In reality, the browser will use a variable number of pixels (and even device subpixels) to actually render the font or div -- but if you use all "em" measurements, all those sizes will have the same relationship to each other on the final device.

The 16px in the demo comes from the default base font size in the browser, which has 1em = 16px.



You just expanded on my poorly worded question :)

so, yes, it is still all based on a "base pixel value, that is not really a pixel".


Only partly, and not the part that dtagames was speaking of.

There are three families of distance units.

One is absolute length units <https://www.w3.org/TR/css-values-4/#absolute-lengths>. px is the canonical one of these, but it may be anchored to physical measurements (typical in print) or the reference pixel (which in practice is generally approximated by some number of device pixels multiplied by a scaling factor from the operating system).

Then you get viewport-percentage lengths <https://www.w3.org/TR/css-values-4/#viewport-relative-length...>, of which I will not speak, save to note that they’re broken by design so that they’re almost completely useless for layout purposes.

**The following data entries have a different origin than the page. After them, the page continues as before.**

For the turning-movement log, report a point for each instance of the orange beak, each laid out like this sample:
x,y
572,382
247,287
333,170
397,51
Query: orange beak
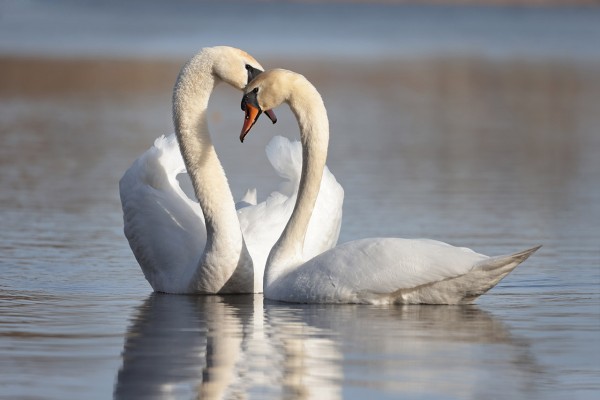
x,y
251,116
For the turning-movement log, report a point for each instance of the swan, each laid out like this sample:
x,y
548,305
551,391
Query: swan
x,y
374,270
205,247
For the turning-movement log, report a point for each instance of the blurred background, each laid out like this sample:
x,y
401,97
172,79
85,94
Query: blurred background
x,y
472,122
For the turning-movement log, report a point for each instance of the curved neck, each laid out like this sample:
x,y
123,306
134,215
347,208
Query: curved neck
x,y
224,246
307,105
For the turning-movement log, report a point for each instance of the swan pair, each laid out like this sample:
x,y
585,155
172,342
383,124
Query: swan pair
x,y
374,271
210,247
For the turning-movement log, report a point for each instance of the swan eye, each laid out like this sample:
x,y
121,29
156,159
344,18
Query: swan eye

Then you get font-relative lengths <https://www.w3.org/TR/css-values-4/#font-relative-lengths>. The em dtagames speaks of is one of these. The root em, rem, is commonly used as a base, and is most commonly 16px, but it depends on a variety of factors like user preferences, the root font-size, the root font-family, and the root language. It’s very messy and even mildly context-dependent.

Most lengths should generally be font-relative for most perfect compatibility and user-preference-acceptance, but doing this perfectly is harder than it may sound.